Hilmar Buchta

SQL Server 2016

One of the exciting new features in SQL Server 2016 that is already available in the public preview version (CTP 2) is Polybase, the transparent access bridge from SQL to Hadoop. This functionality has been available in the Microsoft Analytics Platform System (APS) since version 2012 and has now made it’s way into SQL Server. You can find a lot more information in this blog post for example: http://blogs.technet.com/b/dataplatforminsider/archive/2014/06/02/polybase-in-aps-yet-another-sql-over-hadoop-solution.aspx

This blog post covers the first steps for using Polybase in SQL Server 2016 community preview 2 (CTP 2).

First of all, you need to install Polybase functionality during the installation process by checking the appropriate option:

image

This installs two services for Polybase as shown below:

image

Also, when opening a database in SQL Server Management Studio you’ll see some new objects:

image

External tables are your gateway to hadoop.
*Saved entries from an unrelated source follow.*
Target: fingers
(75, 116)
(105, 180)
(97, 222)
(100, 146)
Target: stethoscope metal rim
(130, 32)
Later in this post we will create an external table to a Hadoop file which can then be used mostly like a normal SQL Server table.

External data sources define the connection to the Hadoop cluster (more precisely to the Hadoop file system, HDFS), while external file formats are used to define the structure of the file on the Hadoop cluster.

Before we can start, we need to configure SQL Server for Hadoop connectivity. The following code is an example:

EXEC sp_configure ‚hadoop connectivity‘, 5;
GO
RECONFIGURE;
GO

You can use the following configuration values:

0 no Hadoop connectivity (default)
3 Enable connectivity to Cloudera CDH for Linux
4 Enable connectivity to Hortonworks Data Platform for Windows Server (HDP), HDInsight on Analytics Platform System, or HDInsight’s Microsoft Azure blob storage
5 Enable connectivity to Hortonworks Data Platform (HDP)for Linux

In my case, I’m using a Hortonworks Sandbox on Linux, so I’m using the configuration value 5.

Also, the user that is used to access Hadoop has to be configured in the Polybase configuration file which can be found in the Binn\Polybase\Settings sub directory of the instance, in my case

C:\Program Files\Microsoft SQL Server\MSSQL13.MSSQLSERVER\MSSQL\Binn\Polybase\Settings\Hadoop.config

The default user is pdw_user which I changed to ‘hue’ here:

image

To make all these changes active, I had to restart SQL Server and the two Polybase services.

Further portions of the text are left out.